Neil Gaiman–Make Good Art

Today I received an email with a link to Zen Pencils. There are some illustrations based on comments made by Neil Gaiman in a commencement address given to the University of the Arts. Thank you Neil for reminding me to not forget “the journey to my destination.” Sometimes I allow life stuff to consume my studio time.

Neil stated that he learned to write by writing. That brought to mind Art & Fear, a book that I read during my first year of college teaching. There is a story about a ceramics class and their project for the term. The class was divided into two groups–the “quantity” group and the “perfection” group. The quantity group would be evaluated on the weight of their work at the end of the term and the perfection group would be evaluated on their one perfect pot.

Most folks know that the more work you make, the better work you make.

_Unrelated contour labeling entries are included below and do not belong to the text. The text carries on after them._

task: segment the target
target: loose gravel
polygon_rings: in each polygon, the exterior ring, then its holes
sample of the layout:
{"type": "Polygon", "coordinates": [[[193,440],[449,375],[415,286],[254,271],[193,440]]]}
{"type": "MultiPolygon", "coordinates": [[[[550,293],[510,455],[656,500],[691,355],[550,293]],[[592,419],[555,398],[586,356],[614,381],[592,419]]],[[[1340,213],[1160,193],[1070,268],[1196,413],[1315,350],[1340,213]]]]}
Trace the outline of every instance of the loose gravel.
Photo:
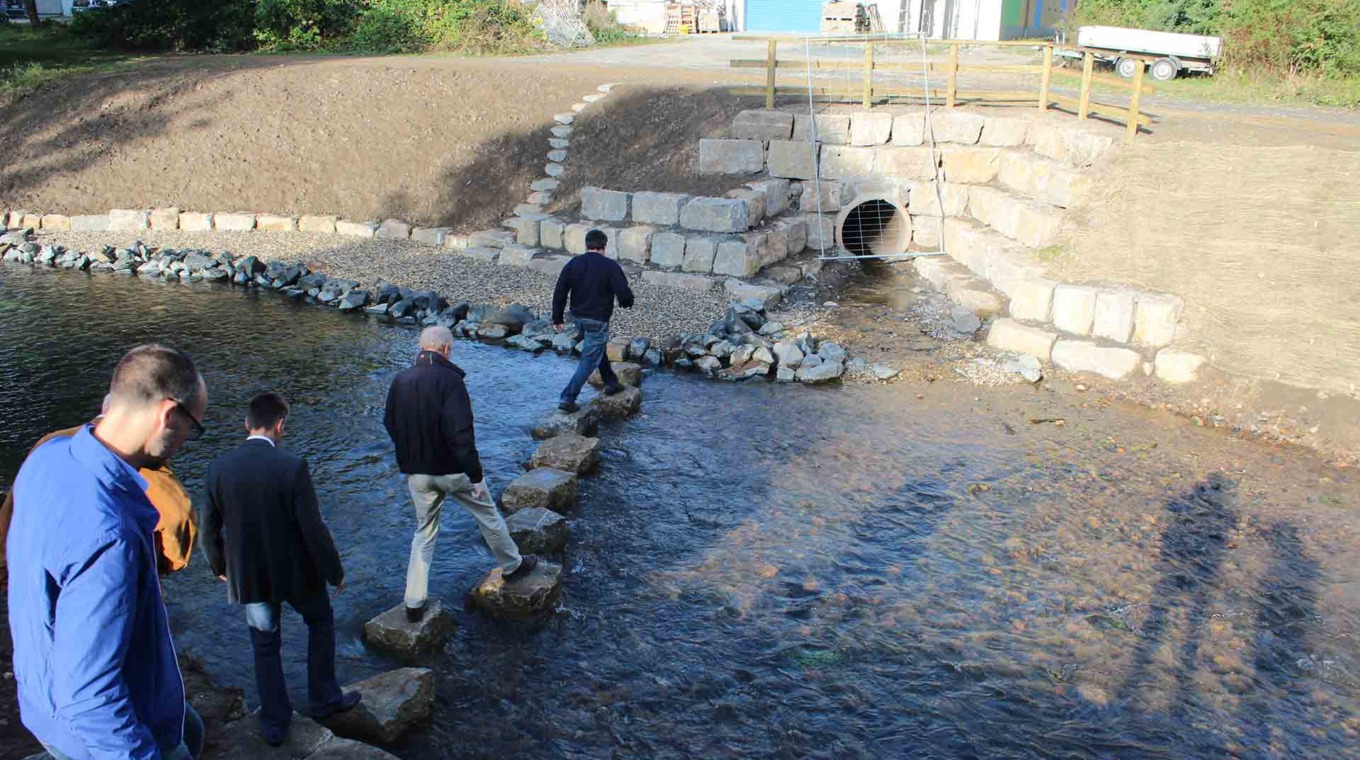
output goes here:
{"type": "MultiPolygon", "coordinates": [[[[469,258],[453,249],[408,241],[340,238],[306,232],[41,232],[41,242],[88,253],[137,241],[167,249],[231,252],[261,261],[303,261],[316,272],[359,280],[378,280],[415,290],[434,290],[450,302],[522,303],[534,313],[552,306],[555,277],[521,266],[500,266],[469,258]]],[[[636,305],[613,313],[612,333],[665,340],[683,332],[702,333],[728,310],[728,294],[681,291],[631,281],[636,305]]]]}

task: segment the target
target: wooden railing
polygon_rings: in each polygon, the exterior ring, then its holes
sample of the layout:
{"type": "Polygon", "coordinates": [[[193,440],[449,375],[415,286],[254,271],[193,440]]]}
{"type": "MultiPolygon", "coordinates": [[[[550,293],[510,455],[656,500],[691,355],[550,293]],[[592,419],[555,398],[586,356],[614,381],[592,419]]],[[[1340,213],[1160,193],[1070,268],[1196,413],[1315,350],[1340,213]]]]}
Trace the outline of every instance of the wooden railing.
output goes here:
{"type": "MultiPolygon", "coordinates": [[[[792,38],[786,38],[792,39],[792,38]]],[[[779,42],[781,38],[767,38],[767,53],[764,58],[733,58],[730,61],[732,68],[762,68],[766,72],[763,86],[749,86],[749,87],[734,87],[733,94],[737,95],[764,95],[766,107],[772,109],[775,97],[778,95],[801,95],[811,97],[819,102],[832,102],[832,103],[861,103],[864,107],[872,107],[874,103],[881,102],[900,102],[900,101],[925,101],[930,99],[933,103],[944,103],[945,107],[955,107],[960,103],[1000,103],[1000,105],[1013,105],[1013,106],[1034,106],[1038,105],[1039,110],[1049,110],[1053,106],[1072,111],[1078,120],[1085,120],[1091,114],[1100,116],[1103,118],[1122,122],[1126,126],[1127,140],[1132,143],[1134,136],[1138,133],[1140,126],[1151,126],[1152,118],[1142,113],[1142,95],[1153,92],[1153,87],[1146,83],[1146,61],[1141,58],[1134,58],[1134,75],[1132,79],[1121,79],[1118,76],[1107,73],[1095,72],[1095,56],[1089,50],[1084,50],[1081,72],[1065,69],[1062,67],[1054,65],[1054,46],[1051,42],[978,42],[978,41],[963,41],[963,39],[949,39],[944,42],[930,42],[932,46],[948,45],[949,57],[947,61],[928,61],[928,63],[891,63],[891,61],[874,61],[874,45],[883,45],[883,39],[874,38],[857,38],[857,37],[840,37],[835,38],[838,45],[846,44],[861,44],[864,45],[864,61],[858,60],[781,60],[779,58],[779,42]],[[1025,48],[1042,48],[1043,49],[1043,63],[1040,64],[960,64],[959,63],[959,49],[964,45],[990,45],[990,46],[1025,46],[1025,48]],[[811,68],[811,72],[809,72],[811,68]],[[819,86],[816,76],[817,72],[828,71],[845,71],[845,72],[862,72],[862,83],[855,87],[826,87],[819,86]],[[804,79],[800,84],[781,84],[779,73],[797,73],[804,79]],[[900,84],[889,84],[885,82],[876,82],[876,73],[883,72],[904,72],[904,73],[922,73],[928,72],[930,77],[934,75],[942,75],[944,88],[932,87],[929,91],[925,86],[910,86],[903,87],[900,84]],[[972,90],[960,91],[959,90],[959,73],[1016,73],[1016,75],[1038,75],[1039,87],[1038,90],[972,90]],[[1078,95],[1076,98],[1070,95],[1064,95],[1053,91],[1054,77],[1066,77],[1069,80],[1080,82],[1078,95]],[[811,84],[809,80],[811,79],[811,84]],[[1102,103],[1092,98],[1092,90],[1096,84],[1114,87],[1119,90],[1130,91],[1129,105],[1114,105],[1102,103]]],[[[824,41],[819,41],[824,42],[824,41]]],[[[933,79],[932,79],[933,80],[933,79]]]]}

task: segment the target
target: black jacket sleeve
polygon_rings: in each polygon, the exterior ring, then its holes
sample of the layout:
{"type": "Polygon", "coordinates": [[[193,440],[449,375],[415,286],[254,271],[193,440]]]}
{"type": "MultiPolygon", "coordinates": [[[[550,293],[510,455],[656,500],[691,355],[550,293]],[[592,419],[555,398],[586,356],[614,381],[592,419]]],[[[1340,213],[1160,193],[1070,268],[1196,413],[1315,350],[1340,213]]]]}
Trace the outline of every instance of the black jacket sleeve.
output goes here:
{"type": "Polygon", "coordinates": [[[628,276],[623,273],[623,266],[617,264],[609,273],[609,286],[613,288],[613,295],[619,299],[619,306],[624,309],[632,309],[632,288],[628,287],[628,276]]]}
{"type": "Polygon", "coordinates": [[[199,536],[203,551],[208,555],[208,567],[212,575],[227,574],[227,547],[222,541],[222,504],[218,503],[218,473],[208,469],[207,494],[203,499],[203,508],[199,511],[199,536]]]}
{"type": "Polygon", "coordinates": [[[311,562],[326,583],[339,586],[344,581],[344,567],[340,566],[340,552],[336,551],[330,529],[321,519],[317,491],[311,487],[311,470],[306,461],[298,465],[298,474],[292,481],[292,508],[311,562]]]}
{"type": "Polygon", "coordinates": [[[443,393],[443,420],[441,420],[445,445],[462,465],[462,472],[473,483],[483,479],[481,457],[477,455],[477,435],[473,431],[472,398],[462,379],[452,379],[443,393]]]}
{"type": "Polygon", "coordinates": [[[566,321],[567,295],[571,292],[570,281],[571,262],[568,261],[558,275],[558,287],[552,290],[552,324],[560,325],[566,321]]]}

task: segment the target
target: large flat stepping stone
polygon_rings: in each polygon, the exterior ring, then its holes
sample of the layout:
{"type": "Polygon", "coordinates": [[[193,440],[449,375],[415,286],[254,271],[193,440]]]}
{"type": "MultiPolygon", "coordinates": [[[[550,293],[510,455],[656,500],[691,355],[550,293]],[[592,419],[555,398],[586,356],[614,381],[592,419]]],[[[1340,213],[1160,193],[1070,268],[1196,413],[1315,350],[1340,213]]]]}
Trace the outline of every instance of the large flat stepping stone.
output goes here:
{"type": "MultiPolygon", "coordinates": [[[[594,438],[583,441],[594,441],[594,438]]],[[[506,492],[500,496],[500,508],[511,513],[511,517],[520,510],[534,507],[567,514],[575,506],[577,473],[548,466],[521,474],[506,487],[506,492]]]]}
{"type": "Polygon", "coordinates": [[[397,657],[416,657],[443,646],[453,635],[453,613],[439,597],[426,600],[426,612],[418,623],[407,621],[407,605],[384,612],[363,624],[363,638],[373,649],[397,657]]]}
{"type": "MultiPolygon", "coordinates": [[[[642,364],[634,362],[609,362],[609,366],[613,367],[613,374],[619,375],[619,382],[623,385],[634,387],[642,385],[642,364]]],[[[594,387],[604,387],[604,381],[600,379],[600,370],[590,373],[588,382],[594,387]]]]}
{"type": "Polygon", "coordinates": [[[363,702],[352,710],[325,718],[321,723],[345,738],[392,744],[418,723],[430,718],[434,703],[434,670],[401,668],[350,684],[363,702]]]}
{"type": "Polygon", "coordinates": [[[468,594],[472,606],[502,620],[536,620],[551,615],[562,598],[562,566],[539,560],[528,575],[507,583],[492,568],[468,594]]]}
{"type": "Polygon", "coordinates": [[[600,416],[607,420],[623,420],[642,409],[642,390],[628,385],[613,396],[601,393],[590,401],[590,407],[600,409],[600,416]]]}
{"type": "Polygon", "coordinates": [[[554,468],[585,474],[600,466],[600,439],[583,435],[559,435],[539,445],[529,460],[530,469],[554,468]]]}
{"type": "Polygon", "coordinates": [[[547,441],[568,432],[573,435],[594,435],[598,426],[600,411],[593,409],[589,404],[570,415],[562,409],[554,409],[534,424],[533,439],[547,441]]]}
{"type": "MultiPolygon", "coordinates": [[[[540,472],[540,470],[534,470],[540,472]]],[[[560,552],[571,537],[567,518],[543,507],[520,510],[506,518],[506,528],[521,552],[547,555],[560,552]]]]}

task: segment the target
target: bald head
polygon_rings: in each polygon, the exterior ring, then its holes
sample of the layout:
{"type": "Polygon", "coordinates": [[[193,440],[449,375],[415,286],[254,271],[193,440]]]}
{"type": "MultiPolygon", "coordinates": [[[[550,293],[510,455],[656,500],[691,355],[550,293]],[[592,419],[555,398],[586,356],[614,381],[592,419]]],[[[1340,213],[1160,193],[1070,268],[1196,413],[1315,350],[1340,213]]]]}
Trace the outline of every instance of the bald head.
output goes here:
{"type": "Polygon", "coordinates": [[[447,355],[453,351],[453,332],[441,325],[420,330],[420,351],[437,351],[447,355]]]}

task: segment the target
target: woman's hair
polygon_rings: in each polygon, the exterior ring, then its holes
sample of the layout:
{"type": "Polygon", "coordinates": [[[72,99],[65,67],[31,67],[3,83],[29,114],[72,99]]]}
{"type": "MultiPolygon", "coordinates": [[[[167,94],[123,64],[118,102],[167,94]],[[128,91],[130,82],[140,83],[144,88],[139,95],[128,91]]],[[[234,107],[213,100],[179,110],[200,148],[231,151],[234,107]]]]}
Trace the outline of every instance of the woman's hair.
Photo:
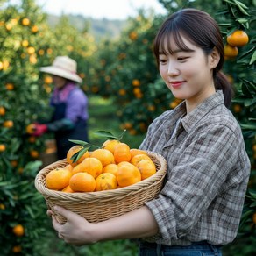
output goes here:
{"type": "Polygon", "coordinates": [[[213,70],[214,85],[216,89],[223,90],[224,103],[230,107],[233,89],[222,72],[224,60],[224,44],[217,22],[208,13],[190,8],[183,9],[171,15],[162,24],[154,39],[153,50],[158,65],[160,50],[173,53],[170,44],[171,37],[176,46],[184,51],[189,49],[182,41],[182,37],[202,48],[206,55],[210,54],[213,48],[216,47],[219,53],[220,60],[213,70]]]}

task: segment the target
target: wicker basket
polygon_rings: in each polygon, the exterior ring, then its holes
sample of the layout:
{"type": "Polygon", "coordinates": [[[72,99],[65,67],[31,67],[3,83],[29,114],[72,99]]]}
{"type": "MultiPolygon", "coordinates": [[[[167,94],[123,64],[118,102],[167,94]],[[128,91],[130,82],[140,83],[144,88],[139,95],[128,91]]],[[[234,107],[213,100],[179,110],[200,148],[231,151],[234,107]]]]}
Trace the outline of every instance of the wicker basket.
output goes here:
{"type": "Polygon", "coordinates": [[[160,193],[167,172],[167,162],[158,153],[152,152],[147,153],[155,163],[156,174],[129,187],[87,193],[65,193],[46,188],[45,181],[46,174],[56,167],[65,167],[68,164],[66,160],[56,161],[40,170],[35,179],[35,187],[43,195],[47,207],[53,211],[57,220],[61,224],[64,224],[66,219],[54,212],[53,205],[72,210],[91,223],[107,220],[139,208],[160,193]]]}

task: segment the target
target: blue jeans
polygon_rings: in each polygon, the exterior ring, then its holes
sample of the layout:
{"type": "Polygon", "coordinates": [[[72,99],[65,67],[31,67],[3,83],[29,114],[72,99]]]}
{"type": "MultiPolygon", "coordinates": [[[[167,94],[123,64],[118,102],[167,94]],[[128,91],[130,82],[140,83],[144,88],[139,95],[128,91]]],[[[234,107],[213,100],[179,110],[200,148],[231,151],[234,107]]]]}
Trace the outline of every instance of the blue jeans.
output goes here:
{"type": "Polygon", "coordinates": [[[222,256],[221,247],[207,242],[188,246],[167,246],[140,241],[139,256],[222,256]]]}

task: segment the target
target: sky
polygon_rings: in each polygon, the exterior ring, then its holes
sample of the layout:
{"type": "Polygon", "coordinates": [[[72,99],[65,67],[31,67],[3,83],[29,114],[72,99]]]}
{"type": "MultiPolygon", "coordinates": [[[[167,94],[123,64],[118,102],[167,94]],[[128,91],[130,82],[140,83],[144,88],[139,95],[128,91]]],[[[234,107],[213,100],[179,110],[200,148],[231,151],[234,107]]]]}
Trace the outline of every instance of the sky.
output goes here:
{"type": "Polygon", "coordinates": [[[166,12],[158,0],[36,0],[36,3],[48,14],[82,14],[100,19],[126,19],[136,16],[139,8],[166,12]]]}

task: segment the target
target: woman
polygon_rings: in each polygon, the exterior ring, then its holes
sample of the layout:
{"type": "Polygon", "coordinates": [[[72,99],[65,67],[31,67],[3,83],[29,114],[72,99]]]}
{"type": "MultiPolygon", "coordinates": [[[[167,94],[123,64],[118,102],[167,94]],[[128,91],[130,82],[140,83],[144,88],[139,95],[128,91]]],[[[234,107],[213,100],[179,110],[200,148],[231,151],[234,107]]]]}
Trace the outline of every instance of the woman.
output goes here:
{"type": "Polygon", "coordinates": [[[76,84],[82,82],[76,66],[74,60],[59,56],[53,66],[40,68],[40,71],[53,75],[55,89],[50,105],[53,115],[47,124],[35,124],[34,135],[54,132],[59,160],[66,158],[68,149],[74,146],[68,139],[88,141],[88,98],[76,84]]]}
{"type": "Polygon", "coordinates": [[[184,100],[153,122],[140,146],[167,159],[163,189],[142,208],[97,224],[56,206],[68,222],[53,217],[53,224],[75,245],[140,238],[140,255],[221,255],[237,235],[250,161],[227,109],[232,89],[221,72],[220,31],[207,13],[184,9],[163,23],[154,53],[167,86],[184,100]]]}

Mistakes and pieces that don’t quite work can offer loads of important information, perhaps even new techniques added to your bag of tricks. I feel that making lots of work allows me to be more creative and not too fussy with a single piece.

If a piece doesn’t quite work, why? Perhaps something does–the combination of materials, a technique that I might want to develop, or maybe the work is so ugly a hammer is in order.

In undergrad there was the Ugly Wall and in grad school Bisque Ware Bowling.


“the journey to my destination”

I had the pleasure of taking a film class when I was an undergrad. Much has stuck with me. We viewed François Truffaut’s film, Day for Night, a film within a film. Truffaut is the director of the film and plays Ferrand, the director in the film. There is a quote about process that often comes to mind when I am working on a piece and something isn’t going quite right.

“Shooting a movie is like a stagecoach trip. At first you hope for a nice ride. Then you just hope to reach your destination.”

The titles of my Avian Headboxes are the result of my love of literature and film.

A few of the titles are Ferrand  from Day for Night, Adele  from The Story of Adele H., and Victor  from The Wild Child.